Now that I’ve handed in my dissertation for my Master’s in Mental Health Science, my mind is forced back to my PhD. I am looking to submit at some point in 2026 and, if I want to keep to that deadline, I need to put some serious work in. This month’s draft is a new addition to my plan (something that will enrage my supervisor, I’m sure): an autoethnography. For those of you that aren’t familiar with academic jargon, an autoethnography is when you analyse something in society through the lens of your own experience, supported by other research. In other words, something I do on here all the time. I’m not opting for it because it’s easy though, it’s not – it explores my history of mental ill-health and, in many ways, justifies the existence of my whole thesis. It is not a small thing. I have not yet really discussed my history of mental health on Substack, and today is not the day to dwell on difficult things. No, today is the day to reflect on the need for rest, which is the main thing that I’ve been doing recently.
While I was writing my first Master’s dissertation (yes, I’ve just finished my second Master’s – it was still cheaper than doing a full-time PhD), I was frustrated at how slow my progress was. I wasn’t getting the grades I wanted, I was still trying to keep my acting career alive (which I had given up on and grown to hate, but was too stubborn to let go of because I was still getting jobs), my grandmother had just died of a horrendous stroke, and I was burnt out. I was trying to write my first full play (producers, if you’re reading this, I have two ready and raring to go), and I was just completely unable to write a word. Writing had been there through all of my recent problems. When I had nothing else, I could write. I felt like my own brain had betrayed me. Again. It was shit.
I was bemoaning this to my mother in the car one day (probably a relief to her compared to the many other things I was bemoaning around that time) and she said something which has always stuck with me: a field can’t be fertile unless it’s been left to fallow. Meaning: get home and have a nap, stop wandering around in the middle of the night like a little vagabond and maybe then you’ll be able to write your bloody play. Covid came, and I had no choice but to fallow – to let random crap grow and wither and die and feed the soil inside my mind – and indeed the play did come.
A few years ago, Alicia Mwena Richins wrote a piece called ‘To Solve Climate Change, Rest is the Only Solution We Really Need’, and I couldn’t agree more. I may have talked about this before – my apologies if I have – but I really believe that half the reason over-consumption exists is because we are rushing all the time. We aren’t giving ourselves the option to make good choices, we’re overstretching ourselves and picking up extra resources to carry the weight with us. That piece was written in 2022 and we are all still so tired. Probably even moreso, because the universal game of ‘unpresented times bingo’ keeps making things weirder and weirder. We overconsume because it’s easier to get that bottle of coke to make sure we get home with at least one braincell intact than to remember to take our water bottle that smells kind of like mould even though we cleaned it 20 times out with us. How can you remember a water bottle when you are literally just barely ticking stuff off the list?
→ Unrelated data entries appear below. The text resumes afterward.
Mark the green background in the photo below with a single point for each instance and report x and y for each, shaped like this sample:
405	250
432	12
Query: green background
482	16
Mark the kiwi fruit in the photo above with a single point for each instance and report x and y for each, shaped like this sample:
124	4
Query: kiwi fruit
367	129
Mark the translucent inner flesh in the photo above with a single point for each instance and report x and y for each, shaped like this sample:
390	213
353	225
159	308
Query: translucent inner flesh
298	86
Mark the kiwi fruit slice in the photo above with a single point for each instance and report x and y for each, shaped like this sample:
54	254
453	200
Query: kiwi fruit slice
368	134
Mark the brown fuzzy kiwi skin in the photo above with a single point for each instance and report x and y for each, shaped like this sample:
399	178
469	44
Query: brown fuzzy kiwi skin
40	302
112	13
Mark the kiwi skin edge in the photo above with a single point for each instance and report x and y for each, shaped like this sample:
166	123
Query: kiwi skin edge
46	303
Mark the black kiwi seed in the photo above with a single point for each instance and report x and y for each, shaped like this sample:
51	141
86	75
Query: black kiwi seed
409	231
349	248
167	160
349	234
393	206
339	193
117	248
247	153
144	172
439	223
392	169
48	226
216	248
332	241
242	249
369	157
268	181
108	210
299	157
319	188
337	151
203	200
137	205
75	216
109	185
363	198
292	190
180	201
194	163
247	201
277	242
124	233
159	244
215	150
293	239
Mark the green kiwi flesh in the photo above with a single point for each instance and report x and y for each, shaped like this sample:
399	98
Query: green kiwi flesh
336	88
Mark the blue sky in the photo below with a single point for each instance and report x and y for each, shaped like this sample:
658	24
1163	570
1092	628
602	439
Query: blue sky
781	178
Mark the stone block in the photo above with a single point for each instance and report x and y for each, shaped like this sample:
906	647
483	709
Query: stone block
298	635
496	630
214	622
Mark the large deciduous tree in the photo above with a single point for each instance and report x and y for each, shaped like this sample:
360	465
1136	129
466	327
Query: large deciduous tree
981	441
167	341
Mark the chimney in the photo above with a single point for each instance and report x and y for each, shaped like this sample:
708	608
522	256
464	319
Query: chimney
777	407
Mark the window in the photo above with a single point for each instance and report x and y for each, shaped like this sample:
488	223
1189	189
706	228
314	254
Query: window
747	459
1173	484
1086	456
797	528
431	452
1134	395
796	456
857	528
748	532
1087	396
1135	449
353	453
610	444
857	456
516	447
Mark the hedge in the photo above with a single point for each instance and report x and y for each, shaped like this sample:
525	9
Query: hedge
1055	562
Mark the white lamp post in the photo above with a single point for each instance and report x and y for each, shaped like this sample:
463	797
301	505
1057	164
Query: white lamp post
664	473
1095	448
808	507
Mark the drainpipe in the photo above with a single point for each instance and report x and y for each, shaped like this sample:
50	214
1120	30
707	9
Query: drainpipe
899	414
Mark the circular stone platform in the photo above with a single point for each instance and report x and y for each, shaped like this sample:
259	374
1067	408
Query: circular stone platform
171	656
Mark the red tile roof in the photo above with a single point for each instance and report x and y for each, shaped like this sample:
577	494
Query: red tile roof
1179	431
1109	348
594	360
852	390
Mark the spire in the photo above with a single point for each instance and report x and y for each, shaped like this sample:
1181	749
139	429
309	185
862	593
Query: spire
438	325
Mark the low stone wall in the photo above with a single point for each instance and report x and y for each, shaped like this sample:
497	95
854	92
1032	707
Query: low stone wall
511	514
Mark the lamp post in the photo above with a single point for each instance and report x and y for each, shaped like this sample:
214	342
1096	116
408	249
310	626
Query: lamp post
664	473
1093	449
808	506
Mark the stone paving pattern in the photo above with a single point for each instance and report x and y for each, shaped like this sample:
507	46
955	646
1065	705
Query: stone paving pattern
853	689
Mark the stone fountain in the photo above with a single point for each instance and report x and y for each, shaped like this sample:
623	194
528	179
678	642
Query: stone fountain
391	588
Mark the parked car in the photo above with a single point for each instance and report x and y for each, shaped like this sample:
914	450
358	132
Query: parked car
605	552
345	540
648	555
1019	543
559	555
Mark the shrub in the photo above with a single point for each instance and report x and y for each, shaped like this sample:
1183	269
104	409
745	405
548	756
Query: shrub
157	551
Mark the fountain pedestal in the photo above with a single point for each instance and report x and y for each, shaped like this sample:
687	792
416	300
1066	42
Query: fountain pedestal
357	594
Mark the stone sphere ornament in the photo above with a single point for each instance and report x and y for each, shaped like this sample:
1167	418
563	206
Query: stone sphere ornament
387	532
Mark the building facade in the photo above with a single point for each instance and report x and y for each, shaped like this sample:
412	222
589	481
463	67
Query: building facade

When I find my body asking for rest, I don’t refuse. I have the privilege of understanding what it means to have a mind that is broken, and I will not allow it to happen again. This makes working hard, and hours weird, and means I am probably not the most useful member of society. I have spent a long time and many hours being hard on myself over this, but I try to just let myself be now. It means I have more energy to do difficult things. It means I’m less likely to step over things I think are unfair, because I have more energy to challenge things. It means that I can make better choices for the environment (sometimes).
I’ll try to make the best of autumn, to make sure I go out on the dry days and enjoy the air that’s so unique to this season. I’ll try to make the best of the rain, and go for walks even when it’s drizzly (though maybe only on wash days). I’ll do the best I can to enjoy things and be present with this season that may or may not be terrible, but please forgive me if you find out I’ve taken to my bed – it’s not a rejection of myself or society, it’s my way of showing both how much I love them.